The 3D-Grad-CAM technique is applied to a wider range of 3D-CNN then 3D-CAM, as long as the 3d-CNN has a fully convolutional layer. Empirical evidence has shown that, in 2D applications, CAM can be seen as a specific instance of Grad-CAM that incorporates the global average pooling layer. The 3D-Grad-CAM technique can generate heat maps with a single forward pass, eliminating the need for retraining. However, the technique faces the challenge of low resolution due to its inherent limitation of producing a coarse heatmap that matches the dimensions of the final convolutional layer. It is possible to calculate the heatmap using the gradient and activations from the lower convolution layers, but there is no guarantee that the spatial activations in the upper layers would remain unchanged.
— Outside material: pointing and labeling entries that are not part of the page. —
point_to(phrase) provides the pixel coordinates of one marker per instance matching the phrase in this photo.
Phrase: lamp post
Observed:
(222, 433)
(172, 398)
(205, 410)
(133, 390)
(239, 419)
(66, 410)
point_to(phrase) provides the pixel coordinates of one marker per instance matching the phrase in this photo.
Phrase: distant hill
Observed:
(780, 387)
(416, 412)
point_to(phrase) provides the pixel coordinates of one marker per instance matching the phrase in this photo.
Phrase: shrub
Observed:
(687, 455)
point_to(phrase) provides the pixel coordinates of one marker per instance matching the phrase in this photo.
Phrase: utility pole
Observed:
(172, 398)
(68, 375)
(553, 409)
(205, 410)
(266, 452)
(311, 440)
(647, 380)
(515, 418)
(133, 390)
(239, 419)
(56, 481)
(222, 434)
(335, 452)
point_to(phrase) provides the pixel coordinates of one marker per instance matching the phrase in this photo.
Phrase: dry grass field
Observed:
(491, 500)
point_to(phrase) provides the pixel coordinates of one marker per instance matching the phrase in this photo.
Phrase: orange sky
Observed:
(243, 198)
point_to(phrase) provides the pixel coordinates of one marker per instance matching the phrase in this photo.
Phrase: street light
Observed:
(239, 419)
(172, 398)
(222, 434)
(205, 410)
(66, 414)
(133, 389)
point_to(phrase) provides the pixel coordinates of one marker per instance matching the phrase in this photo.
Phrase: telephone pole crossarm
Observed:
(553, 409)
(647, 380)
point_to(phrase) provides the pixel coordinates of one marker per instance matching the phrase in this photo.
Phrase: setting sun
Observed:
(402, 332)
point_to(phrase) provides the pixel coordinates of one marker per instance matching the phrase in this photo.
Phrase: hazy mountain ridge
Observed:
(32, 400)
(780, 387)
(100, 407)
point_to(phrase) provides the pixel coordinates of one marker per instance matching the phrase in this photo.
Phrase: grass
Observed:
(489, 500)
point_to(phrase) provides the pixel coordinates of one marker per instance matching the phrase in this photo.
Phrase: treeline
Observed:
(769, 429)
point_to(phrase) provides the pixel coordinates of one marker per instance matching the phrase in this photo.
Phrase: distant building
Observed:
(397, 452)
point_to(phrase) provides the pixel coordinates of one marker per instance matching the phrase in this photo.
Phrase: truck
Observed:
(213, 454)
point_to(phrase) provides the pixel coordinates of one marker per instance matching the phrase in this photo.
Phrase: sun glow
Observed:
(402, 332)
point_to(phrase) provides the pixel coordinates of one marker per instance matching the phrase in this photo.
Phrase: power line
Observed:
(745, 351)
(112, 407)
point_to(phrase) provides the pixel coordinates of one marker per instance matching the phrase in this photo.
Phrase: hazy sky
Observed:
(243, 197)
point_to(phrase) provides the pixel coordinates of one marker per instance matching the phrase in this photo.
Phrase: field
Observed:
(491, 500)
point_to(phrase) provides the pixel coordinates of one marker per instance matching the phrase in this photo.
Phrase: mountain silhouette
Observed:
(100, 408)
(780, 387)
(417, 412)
Class activation maps in convolutional layers can be seen and assigned weights using the methods known as 3D class activation mapping (3D-CAM) and 3D gradient-weighted class activation mapping (3D-Grad-CAM). These methods were developed to address complications posed by the presence of correlations and interactions in the data. However, the limited resolution of the convolutional layers slows progress. The amount of detail needed for the exact identification of relevant areas may be lost when using upsampled heatmaps. Because the baseline method must perform a forward pass for each voxel, it can be more computationally efficient. In 3D-CAM, a single forward pass can generate a heatmap but at a high cost in terms of both time and the need for retraining. In Figure 9, the presented image shows the results of Grad-CAM accompanied by a heatmap representation in conjunction with the corresponding ground truth. The heatmap emphasizes specific regions within the input image where the model is pivotal for its prediction. On the contrary, the term “ground truth” pertains to the authentic annotated information or labels linked with the image. This information is integral to comprehending the influential areas within the input image that contribute significantly to the model's decision-making process. Such insights facilitate a more thorough analysis of the behaviour and performance of the model.

Figure 9. Visualization of Input Image, Ground Truth, Whole tumour, Tumor core, Enhanced Tumor, and Grad-CAM highlighted.

7. Conclusion

In this study, we present a new model for 3D MRI image segmentation. Our model combines two modules: the Swin Block3D module, which is based on a Swin Transformer, and the Conv Block3D module, which is based on a CNN. The Swin Block3D sub-module, built on ViT, captures the global dependence information of the image, whereas the Conv Blocks3D sub-module, which uses convolution, captures the local dependence information. By combining these findings, we ensured that all Swin VNETR layers accurately modelled the dependencies of the image. Moreover, Swin VNETR with Non-local block jump connections helps prevent excessive data loss during downsampling in the encoder. In addition, the incorporation of Non-local block significantly contributed to enhancing the overall performance of our model. Through extensive training and evaluation of the BraTS 2021 dataset, we achieved notable improvements in both the Dice coefficient and Hausdorff distance values. Specifically, the Non-local block demonstrated its efficacy by consistently delivering excellent results across various metrics, further underscoring its importance in our model architecture Compared to competing approaches, Grad-CAM's visuals exhibit superior interpretability and model faithfulness. Results from multiple tests demonstrate that our visualizations outperform the state-of-the-art in terms of class discrimination, classifier trustworthiness disclosure, and bias identification in the datasets.

Disclosure statement

No potential conflict of interest was reported by the author(s).